Encyclopedia of an Ordinary Life by Amy Krause Rosenthal Would I have loved it as much if I hadn’t known that Rosenthal had died at the age of 51 from ovarian cancer after writing the editorial in the New York Times entitled “You May Want to Marry My Husband” 10 days before she died? Probably.


The book is quirky and doesn’t fit into any of the traditional formats I knew, and I LOVED the out-of-the-box format. It consists of lists and tidbit-observances of life, corralled into some kind of alphabet entry into her Encyclopedia.


I totally get Rosenthal when she says,

“I like to write things down — moments, memories, lists, quotes, thoughts, compulsively sometimes.

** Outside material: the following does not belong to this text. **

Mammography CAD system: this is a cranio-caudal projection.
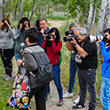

I need to gather all the thoughts that are locked in my head and put them on paper.”

Amy Krause Rosenthal was so much like me. She is not a group person, loves mailing letters and reading books, and she’s still in love with her husband. She writes about the unsuccessful ideas, the man who invented Lucky Charms, and how she cannot NOT buy something when going into an office supply store.

“So honest. So real. So poignant.” — (Read in March of 2017).

Be distracted with a good story.


Feel delight with each book.


Survive self-quarantine and social distancing with a good read.